Em sentido oposto, a Advocacia-Geral da União (AGU) argumentou que a Lei Maria da Penha foi desenhada como um instrumento específico para o combate à violência no contexto doméstico e familiar. Para a AGU, uma ampliação indiscriminada de seu escopo poderia sobrecarregar a rede de proteção especializada, diluindo recursos e comprometendo a efetividade das varas e juizados já existentes.

Surgiu também uma proposta intermediária, defendida por entidades como o Fórum Nacional de Juízas e Juízes de Violência Doméstica (Fonavid). Esta tese sugere uma solução processual: estender a aplicação das medidas protetivas de urgência a outros contextos de violência de gênero, mas sem ampliar automaticamente a competência dos juizados especializados.

Nesse cenário, a análise das medidas protetivas poderia ser feita pela Justiça comum, que, no entanto, deveria julgar o caso sob uma perspectiva de gênero, garantindo a proteção imediata sem alterar a estrutura de competência dos juizados.

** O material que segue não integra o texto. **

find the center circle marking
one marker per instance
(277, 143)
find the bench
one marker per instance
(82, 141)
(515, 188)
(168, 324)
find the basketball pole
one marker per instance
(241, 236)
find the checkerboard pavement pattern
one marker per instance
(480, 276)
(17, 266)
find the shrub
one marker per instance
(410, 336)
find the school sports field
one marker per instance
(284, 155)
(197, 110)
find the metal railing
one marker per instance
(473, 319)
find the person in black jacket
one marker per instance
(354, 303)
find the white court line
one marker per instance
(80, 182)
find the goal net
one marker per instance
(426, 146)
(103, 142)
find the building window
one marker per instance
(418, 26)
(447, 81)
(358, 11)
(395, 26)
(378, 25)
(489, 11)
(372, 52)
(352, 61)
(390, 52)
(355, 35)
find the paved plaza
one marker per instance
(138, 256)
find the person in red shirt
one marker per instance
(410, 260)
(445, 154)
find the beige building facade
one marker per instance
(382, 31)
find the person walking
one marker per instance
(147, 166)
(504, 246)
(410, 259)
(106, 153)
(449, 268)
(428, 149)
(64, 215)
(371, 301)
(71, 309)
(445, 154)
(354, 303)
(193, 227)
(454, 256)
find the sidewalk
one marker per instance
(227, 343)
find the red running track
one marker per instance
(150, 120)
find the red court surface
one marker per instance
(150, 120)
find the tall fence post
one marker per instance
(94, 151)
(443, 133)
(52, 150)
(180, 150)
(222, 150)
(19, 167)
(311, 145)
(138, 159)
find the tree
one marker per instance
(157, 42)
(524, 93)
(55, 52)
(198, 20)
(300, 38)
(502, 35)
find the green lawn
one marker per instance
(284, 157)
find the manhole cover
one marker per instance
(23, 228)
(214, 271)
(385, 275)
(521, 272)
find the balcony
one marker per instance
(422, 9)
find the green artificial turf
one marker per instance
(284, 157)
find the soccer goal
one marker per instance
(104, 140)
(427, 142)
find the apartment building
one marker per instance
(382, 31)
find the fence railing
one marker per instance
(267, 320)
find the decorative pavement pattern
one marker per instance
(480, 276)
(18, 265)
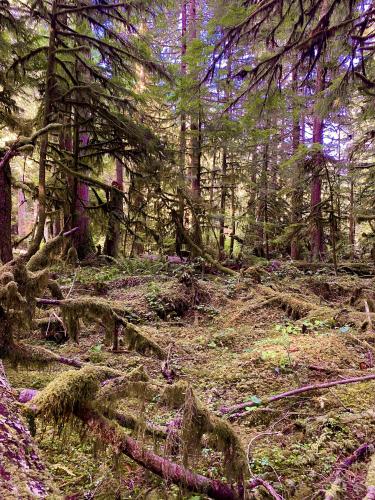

O Impacto da Decisão para a Advocacia

O julgamento do Tema 1.412 é um marco. A tese a ser fixada pelo STF irá redefinir os limites da atuação de advogados em casos de violência contra a mulher. A decisão impactará diretamente na estratégia processual, na definição do foro competente e, principalmente, no acesso das vítimas a instrumentos essenciais de proteção. Conforme destacou o relator, Ministro Edson Fachin, ao admitir a repercussão geral, é fundamental debater o acesso a ferramentas efetivas de prevenção, em linha com os compromissos assumidos pelo Brasil no sistema interamericano de direitos humanos.

Para advogados e advogadas que atuam na área, acompanhar este julgamento é crucial. A decisão poderá abrir novas frentes de proteção para as mulheres e exigirá uma adaptação da prática jurídica para garantir a aplicação correta do novo entendimento.